City Planners Use Virtual Reality to Show Residents How Climate Change Will Affect Their Neighborhoods

A start-up called Virtual Planet is rolling out demonstrations in coastal cities affected by sea level rise

Baltimore's Inner Harbor
Communities in Baltimore are getting a look into the future of sea level rise with virtual reality. Photo by: Edwin Remsberg / VWPics/Universal Images Group via Getty Images

As sea levels rise, the shore will creep inward. For coastal towns facing several feet of sea level rise, a change so big is hard to visualize. Now, a virtual reality start-up is trying to make it easier by creating simulations for residents to show how flooding will impact their neighborhoods.

The goal of the project, developed by start-up company Virtual Planet, "is to start a conversation and help folks visualize the impacts [of climate change] and the solutions, and also discuss the trade-offs between them,” program developer Juliano Calil tells Nathan Rott at NPR.

Virtual Planet’s project was demonstrated at a Turner Station community meeting in Baltimore as part of consideration of a project that could make the peninsula more resilient against flooding. A proposed project would use dredged sediment from Baltimore Harbor and Chesapeake Bay to build up low-lying areas.
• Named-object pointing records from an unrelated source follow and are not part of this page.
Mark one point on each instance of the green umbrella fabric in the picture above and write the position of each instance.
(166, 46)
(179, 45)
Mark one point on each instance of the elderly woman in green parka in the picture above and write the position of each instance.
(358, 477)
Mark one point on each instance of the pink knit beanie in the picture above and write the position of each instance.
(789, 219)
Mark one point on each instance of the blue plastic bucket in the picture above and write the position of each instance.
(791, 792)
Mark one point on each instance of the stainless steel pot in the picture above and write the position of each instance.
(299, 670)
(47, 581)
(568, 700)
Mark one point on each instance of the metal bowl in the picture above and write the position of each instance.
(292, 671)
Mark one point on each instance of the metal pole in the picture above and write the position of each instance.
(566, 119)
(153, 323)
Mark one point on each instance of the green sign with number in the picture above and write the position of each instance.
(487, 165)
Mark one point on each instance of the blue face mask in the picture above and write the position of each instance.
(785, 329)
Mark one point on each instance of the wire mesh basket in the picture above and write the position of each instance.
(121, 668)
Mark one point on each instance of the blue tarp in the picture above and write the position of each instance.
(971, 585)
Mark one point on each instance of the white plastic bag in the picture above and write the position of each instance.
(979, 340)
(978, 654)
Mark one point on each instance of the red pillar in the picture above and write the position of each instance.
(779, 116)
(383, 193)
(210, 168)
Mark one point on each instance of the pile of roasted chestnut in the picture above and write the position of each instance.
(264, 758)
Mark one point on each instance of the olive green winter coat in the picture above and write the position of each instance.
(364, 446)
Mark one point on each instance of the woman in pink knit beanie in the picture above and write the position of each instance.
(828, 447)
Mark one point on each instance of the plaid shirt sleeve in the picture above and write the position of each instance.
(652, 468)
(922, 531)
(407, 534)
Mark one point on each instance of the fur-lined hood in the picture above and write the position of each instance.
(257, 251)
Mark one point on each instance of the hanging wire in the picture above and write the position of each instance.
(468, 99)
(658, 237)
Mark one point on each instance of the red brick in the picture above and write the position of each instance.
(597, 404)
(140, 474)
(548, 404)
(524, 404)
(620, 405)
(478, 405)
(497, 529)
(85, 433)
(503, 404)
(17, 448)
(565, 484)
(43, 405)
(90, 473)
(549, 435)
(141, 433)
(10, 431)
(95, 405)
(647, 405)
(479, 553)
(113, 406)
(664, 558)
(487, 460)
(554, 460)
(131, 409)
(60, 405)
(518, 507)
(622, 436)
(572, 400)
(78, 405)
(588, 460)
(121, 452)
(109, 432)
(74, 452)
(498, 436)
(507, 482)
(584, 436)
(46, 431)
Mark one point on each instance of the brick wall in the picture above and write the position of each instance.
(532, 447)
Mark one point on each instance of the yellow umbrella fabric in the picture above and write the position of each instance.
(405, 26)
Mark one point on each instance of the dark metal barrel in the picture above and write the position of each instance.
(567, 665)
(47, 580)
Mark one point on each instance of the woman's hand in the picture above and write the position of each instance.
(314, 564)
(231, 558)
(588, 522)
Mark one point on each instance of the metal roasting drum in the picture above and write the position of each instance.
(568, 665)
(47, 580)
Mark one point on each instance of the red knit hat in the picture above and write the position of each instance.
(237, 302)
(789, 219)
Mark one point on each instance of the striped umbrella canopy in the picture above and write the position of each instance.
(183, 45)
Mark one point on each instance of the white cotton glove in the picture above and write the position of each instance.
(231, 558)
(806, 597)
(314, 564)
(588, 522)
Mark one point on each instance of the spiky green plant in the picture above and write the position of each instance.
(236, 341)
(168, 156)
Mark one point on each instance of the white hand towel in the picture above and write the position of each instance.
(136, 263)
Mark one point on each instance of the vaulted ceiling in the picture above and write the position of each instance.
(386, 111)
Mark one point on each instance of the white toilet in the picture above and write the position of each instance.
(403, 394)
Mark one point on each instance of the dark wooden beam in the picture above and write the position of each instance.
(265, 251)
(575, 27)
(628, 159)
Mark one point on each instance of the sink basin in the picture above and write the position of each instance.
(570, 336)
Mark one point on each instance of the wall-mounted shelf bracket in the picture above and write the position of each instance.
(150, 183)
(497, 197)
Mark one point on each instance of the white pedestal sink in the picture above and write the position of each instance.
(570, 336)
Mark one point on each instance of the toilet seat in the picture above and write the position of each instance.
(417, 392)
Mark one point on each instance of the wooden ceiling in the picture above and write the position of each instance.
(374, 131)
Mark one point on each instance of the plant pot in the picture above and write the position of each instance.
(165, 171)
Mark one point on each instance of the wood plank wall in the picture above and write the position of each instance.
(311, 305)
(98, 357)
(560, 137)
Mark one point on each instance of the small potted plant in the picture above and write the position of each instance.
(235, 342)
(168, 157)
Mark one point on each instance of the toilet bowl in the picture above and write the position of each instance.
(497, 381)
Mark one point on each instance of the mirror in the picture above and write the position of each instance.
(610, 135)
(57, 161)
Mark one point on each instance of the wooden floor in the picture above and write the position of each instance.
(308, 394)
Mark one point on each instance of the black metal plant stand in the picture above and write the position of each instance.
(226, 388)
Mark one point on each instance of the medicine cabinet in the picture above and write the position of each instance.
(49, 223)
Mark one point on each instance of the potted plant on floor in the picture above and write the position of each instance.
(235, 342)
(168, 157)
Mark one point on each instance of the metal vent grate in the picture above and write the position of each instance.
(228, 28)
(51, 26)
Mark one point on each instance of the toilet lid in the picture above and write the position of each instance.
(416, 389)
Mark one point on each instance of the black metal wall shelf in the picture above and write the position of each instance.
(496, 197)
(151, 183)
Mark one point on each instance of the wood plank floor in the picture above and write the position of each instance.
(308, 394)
"We need the whole community on board with this," Gloria Nelson, president of Turner Station Conservation Teams, tells Rott. "Rather than [an] agency coming to us and telling us: 'This is what we're going to do in your community.' "

Virtual Planet is one way the project is seeking buy-in from the community. Once a user dons the virtual reality (VR) goggles, they can see an office space with their neighborhood’s topography miniaturized in the middle of the room. When prompted to look down, they see drone footage giving them a bird’s eye view of the city streets. There, they can apply a sliding scale of flooding, from spring 2019’s real high tide up to an extra six feet of water.

In Turner Station, the shoreline and nearby baseball fields will be the first things overtaken by rising sea levels, reports NPR. The community is located on a peninsula southeast of Baltimore, and the baseball fields are already unusable more often than not.

The start-up first exhibited the Sea Level Rise Explorer project in their hometown of Santa Cruz, California. As Jessica York reports for the Santa Cruz Sentinel, VR headsets were set up in the Santa Cruz Public Libraries downtown branch last week. The narrated VR experience lasts about seven minutes, and is available in both English and Spanish.

“It was quite realistic, especially the aerial view,” Santa Cruz resident Tim Robbins told York after watching the VR experience. “You really feel like you’re in this blimp. Even the tides we had last year were very close to infrastructure that was right on the ocean. So, I didn’t know that last year had that much water coming in like that.”

The next iteration of Virtual Planet’s presentation will focus on a strip of expensive beachside properties in Long Beach, California. Calil also hopes the visualizations will begin to integrate the effects of proposed solutions, like one project aimed to reinforce low-lying areas of Turner Station.

Calil tells NPR that if a city is considering a sea wall, for example, “we can show the sea wall and look at the impacts to the beach. You have a sea wall, but over time, you may lose the beach."

Compared to 2-D drawings, 3-D maps, and guided tours of at-risk parks, virtual reality may be the most immersive way yet to show what flood predictions mean.